For all the outrage about Boris Johnson’s comeback as foreign secretary, what springs to mind looking down the list of cabinet attendees is how lonely he may feel. The overall vibe is less posh, more rightwing, less London-centric – were she ever forced from power, it’s impossible to imagine May chillaxing over a flat white in Café Lisboa – and distinctly baby boomer.
Where the Notting Hill set shared school runs, this lot have grown-up children trying to establish themselves in an uncertain job market, and will come together for 60th birthday parties and significant wedding anniversaries, not wild parties in Chipping Norton.
May has good reasons, of course, for picking a cabinet with a long political memory. The echoes of the John Major era are clear – a dangerously thin majority, a looming war with Brussels, a hardcore of backbench Eurosceptics waiting to scream betrayal at every turn – that it makes sense to keep veterans of that era close. (Green started out as an adviser to Major, and Davis was his minister for Europe).
Nevertheless, the generational shift feels alarming to some younger Tories. Some see in the talk of social mobility a possible revival of hoary old arguments about grammar schools that Cameron thought he’d killed off.
Others are already worried about where all the vaguely retro-sounding talk of “industrial strategy” (a phrase banned from ministerial speeches under the last chancellor for sounding too 1970s and interventionist) fits into a world turned upside down by Google and Uber. Hard to see the woman who once observed that “the creative winds of destruction don’t feel quite so exhilarating when they’re sweeping past your factory gates” embracing tech giants as uncritically as the tech junkie Osborne. But while she’s clearly tapping into a powerful feeling that things are changing too fast and at too great a cost, what if there’s an economic price to be paid for holding back the tide?
It’s sheer ageism, of course, to think an older cabinet must inevitably be a backwards-looking one or set in its ways; that only the young can be progressive. But the sense of ageing populations moving towards governments they can recognise in the mirror, for good or ill, is striking.
For now at least, May will face a 67-year-old Labour leader, after years when the Commons was gripped by a cult of youth.

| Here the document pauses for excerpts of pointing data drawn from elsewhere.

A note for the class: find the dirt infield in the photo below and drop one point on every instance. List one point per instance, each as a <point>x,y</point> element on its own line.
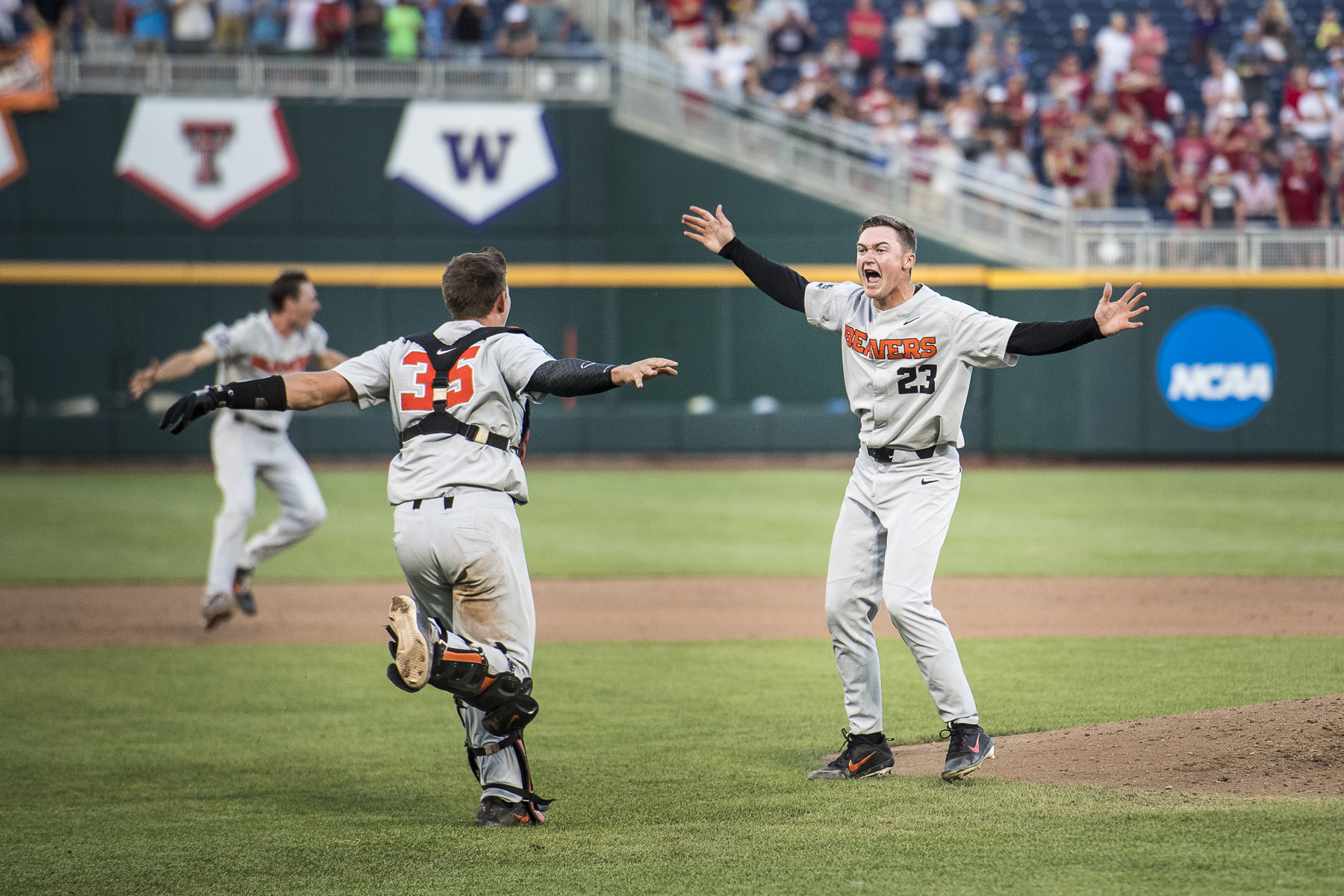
<point>690,609</point>
<point>1284,748</point>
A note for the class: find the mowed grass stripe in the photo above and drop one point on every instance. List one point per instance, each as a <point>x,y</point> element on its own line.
<point>676,768</point>
<point>144,527</point>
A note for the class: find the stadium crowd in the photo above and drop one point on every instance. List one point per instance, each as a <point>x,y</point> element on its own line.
<point>467,30</point>
<point>1258,134</point>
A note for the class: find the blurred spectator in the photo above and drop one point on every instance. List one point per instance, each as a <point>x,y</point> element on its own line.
<point>1315,112</point>
<point>730,62</point>
<point>149,30</point>
<point>1303,200</point>
<point>1258,193</point>
<point>1144,155</point>
<point>550,20</point>
<point>933,93</point>
<point>331,23</point>
<point>369,28</point>
<point>1184,200</point>
<point>1222,92</point>
<point>268,31</point>
<point>983,60</point>
<point>231,26</point>
<point>1003,164</point>
<point>1192,151</point>
<point>517,40</point>
<point>912,35</point>
<point>1222,206</point>
<point>944,16</point>
<point>468,30</point>
<point>1102,171</point>
<point>1081,45</point>
<point>1115,47</point>
<point>1149,40</point>
<point>1328,33</point>
<point>1203,30</point>
<point>792,40</point>
<point>1066,167</point>
<point>300,33</point>
<point>687,22</point>
<point>1248,58</point>
<point>1278,26</point>
<point>865,27</point>
<point>433,13</point>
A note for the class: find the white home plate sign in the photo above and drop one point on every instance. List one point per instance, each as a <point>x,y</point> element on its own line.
<point>208,159</point>
<point>475,159</point>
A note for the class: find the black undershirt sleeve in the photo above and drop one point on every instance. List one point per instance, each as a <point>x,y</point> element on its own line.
<point>571,376</point>
<point>780,282</point>
<point>1048,337</point>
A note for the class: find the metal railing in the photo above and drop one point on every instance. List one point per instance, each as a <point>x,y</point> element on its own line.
<point>1019,226</point>
<point>1175,247</point>
<point>336,78</point>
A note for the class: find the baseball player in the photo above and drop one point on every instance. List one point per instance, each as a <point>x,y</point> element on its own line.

America is choosing between 68-year-old Hillary Clinton and Donald Trump, two years her senior. Those rising to prominence now are children of the anxious postwar years, whose political awakening came in an age of conflict and crisis: three-day weeks and power cuts, the oil price shock and the collapse of sterling.
New Conservative party chairman Patrick McLoughlin was a miner during the 1980s strike. An Oxford contemporary of Hammond recalls economics tutors interrupting supervisions to turn on the radio, as the contents of their textbooks were unfolding around them. The apocalyptic feeling many of us experienced for the first time, contemplating Brexit, cannot be wholly new to them. So perhaps that’s why watching the reshuffle reminded me oddly of the aftermath of the 2008 banking crash, when Whitehall was scrabbling around for civil servants old enough to remember the 70s; all the bright young things were panicking, having never seen a bank run.
Sometimes organisations don’t realise what has been lost from the collective memory until they need it – even if all that’s on offer is the grim stoicism of those who have seen it all before.